Building Reliability: Inside My DNS Resolver Health Checking System

Table of Contents

One of the most frequent questions I get (okay, I don’t actually get questions, but if I did, this would be one): “How do you maintain reliability when querying millions of domains across thousands of resolvers?”

The answer: obsessive health checking and automatic failover.

Let me show you how it works.

Why Health Checking Matters

Here’s the uncomfortable truth about DNS resolvers: they fail. Not might fail, not occasionally fail—they will fail.

Resolvers go offline. They get overloaded. They have network issues. They get misconfigured. They hit rate limits. They respond slowly. They start returning SERVFAIL for everything.

If you’re relying on a handful of resolvers, this is manageable—you notice the failure and manually switch. But when you’re managing thousands of resolvers distributed globally, manual management is impossible. You need automation.

That’s where health checking comes in.

The Health Check Architecture

My health check system runs continuously in the background, monitoring every resolver in the pool. Here’s how it works:

Step 1: Generate Unique Health Queries

Every health check cycle (typically every 3-5 minutes), I generate a unique DNS query designed specifically for validation.

The query looks like this:

a7f3e9c2b1d4f6e8.health-check.my-domain.com.

That randomized prefix serves several purposes:

Prevents caching: Every check query is unique, so resolvers can’t serve cached answers
Validates functionality: The resolver actually has to do recursive resolution
Provides control: I know exactly what the correct answer should be

The domain suffix is under my control, so I can configure the authoritative nameserver to respond consistently. This gives me a baseline for what “healthy” looks like.

Step 2: Test All Resolvers Concurrently

With thousands of resolvers to check, serial testing would take forever. Instead, I use a worker pool to test many resolvers simultaneously.

I typically run 10-20 concurrent workers. Each worker:

Picks a resolver from the pool
Sends the health check query
Measures response time
Evaluates the response
Records the result
Moves to the next resolver

This parallelization means I can health-check thousands of resolvers in seconds, not hours.

Step 3: Evaluate Response Quality

When a resolver responds, the health check function evaluates several factors:

Response Code (RCODE)

Did the resolver return NOERROR? If it’s returning SERVFAIL, REFUSED, or NXDOMAIN for a query that should work, that’s a problem.

Response Time

How long did the query take?
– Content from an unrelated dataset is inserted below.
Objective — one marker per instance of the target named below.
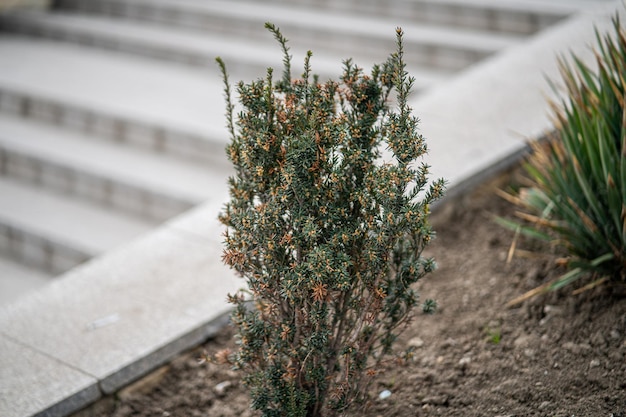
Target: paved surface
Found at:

If a resolver that normally responds in 50ms suddenly takes 5 seconds, something’s wrong. Slow resolvers get noted.

Answer Content

Does the response contain the expected answer? This catches resolvers that respond but give wrong answers—maybe they’re intercepting queries or have stale cache.

DNSSEC Validation (Optional)

If I’m checking DNSSEC-validating resolvers, did they properly validate the signature? This ensures the resolver is actually performing security validation.

Step 4: Track Metrics and Trends

Every health check result gets recorded into per-resolver metrics:

Total queries sent
Number of failures
Error rate (failures / total)
Last successful query timestamp
Last error timestamp
Response time averages

These metrics build a historical picture of resolver reliability. This is crucial for distinguishing between “one bad query” and “this resolver is having ongoing problems.”

Automatic Demotion and Suspension

Here’s where it gets interesting. The system doesn’t just collect metrics—it acts on them automatically.

The Two-Threshold System

I use two error rate thresholds that trigger different responses:

Demotion Threshold (5% error rate)

When a resolver starts showing errors but isn’t completely broken, it gets demoted. Its weight in the selection pool is reduced, meaning it serves fewer queries.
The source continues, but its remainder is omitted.